Ed Department Dismissed 90% Of Civil Rights Complaints Alarming Disability Advocates

Feb 24, 2026

Disability Scoop

The U.S. Department of Education dismissed the vast majority of discrimination complaints it received — likely including many based on disability — all while spending millions in an effort to fire staff charged with investigating such cases. A new report from the Government Accountability Office finds that between March and September 2025, the Education Department’s Office for Civil Rights resolved more than 7,000 of the 9,000-plus discrimination complaints it received. In about 90% of cases, complaints were dismissed. At the same time, the Department of Education spent as much as $38 million to pay hundreds of staffers from the agency’s Office for Civil Rights who were on paid leave as a result of reduction in force and reorganization efforts, GAO said. The findings are especially alarming for students with disabilities, advocates say.

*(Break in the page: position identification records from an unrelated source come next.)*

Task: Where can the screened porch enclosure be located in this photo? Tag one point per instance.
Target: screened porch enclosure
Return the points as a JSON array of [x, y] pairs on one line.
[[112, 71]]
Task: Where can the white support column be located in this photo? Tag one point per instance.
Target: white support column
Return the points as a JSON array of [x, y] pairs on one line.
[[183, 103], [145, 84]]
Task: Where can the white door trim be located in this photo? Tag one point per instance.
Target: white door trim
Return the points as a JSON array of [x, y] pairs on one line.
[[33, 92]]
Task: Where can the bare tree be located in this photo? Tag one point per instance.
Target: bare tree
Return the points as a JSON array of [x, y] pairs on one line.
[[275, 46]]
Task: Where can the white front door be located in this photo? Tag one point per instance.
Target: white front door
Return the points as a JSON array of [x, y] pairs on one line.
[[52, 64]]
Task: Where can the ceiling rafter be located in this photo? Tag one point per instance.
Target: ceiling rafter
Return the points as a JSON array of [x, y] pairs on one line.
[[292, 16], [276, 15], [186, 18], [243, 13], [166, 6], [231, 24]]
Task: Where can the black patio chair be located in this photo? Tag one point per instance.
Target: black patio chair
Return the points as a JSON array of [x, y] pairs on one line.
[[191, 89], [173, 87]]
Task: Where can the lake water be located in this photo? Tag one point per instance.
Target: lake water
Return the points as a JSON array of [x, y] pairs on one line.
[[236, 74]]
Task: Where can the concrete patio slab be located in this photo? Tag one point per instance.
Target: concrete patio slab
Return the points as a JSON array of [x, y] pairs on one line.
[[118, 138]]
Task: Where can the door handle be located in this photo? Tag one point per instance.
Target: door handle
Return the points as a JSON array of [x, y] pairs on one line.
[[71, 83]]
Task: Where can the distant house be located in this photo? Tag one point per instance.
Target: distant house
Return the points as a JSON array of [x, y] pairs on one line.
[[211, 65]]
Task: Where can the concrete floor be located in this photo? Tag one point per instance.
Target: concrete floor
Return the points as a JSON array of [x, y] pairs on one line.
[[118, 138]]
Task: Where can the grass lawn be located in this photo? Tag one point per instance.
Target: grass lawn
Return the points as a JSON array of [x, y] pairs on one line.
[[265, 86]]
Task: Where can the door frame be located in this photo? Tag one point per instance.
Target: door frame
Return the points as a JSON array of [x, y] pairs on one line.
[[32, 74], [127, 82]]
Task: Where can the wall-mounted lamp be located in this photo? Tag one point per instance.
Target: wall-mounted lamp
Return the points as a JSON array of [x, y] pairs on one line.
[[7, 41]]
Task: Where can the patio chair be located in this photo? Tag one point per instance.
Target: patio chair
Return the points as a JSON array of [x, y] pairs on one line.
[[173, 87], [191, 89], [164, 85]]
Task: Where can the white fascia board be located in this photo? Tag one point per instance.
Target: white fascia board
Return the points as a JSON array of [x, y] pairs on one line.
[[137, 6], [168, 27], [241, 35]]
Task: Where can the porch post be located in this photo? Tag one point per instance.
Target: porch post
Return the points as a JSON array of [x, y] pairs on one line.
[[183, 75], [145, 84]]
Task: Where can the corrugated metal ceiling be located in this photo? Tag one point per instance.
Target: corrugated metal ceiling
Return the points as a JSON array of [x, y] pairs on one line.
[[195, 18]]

Education Department officials told GAO investigators that the civil rights office kept up with its workload and met its mission even while hundreds of staffers were on paid leave. But, Marcie Lipsitt, a special education advocate in Michigan who routinely helps families file complaints with the Education Department, described the Office for Civil Rights as “closed for business.” “I have heard nothing since last March, and neither have parents that I assisted with complaints,” said Lipsitt, who indicated that she has several hundred open complaints with the civil rights office.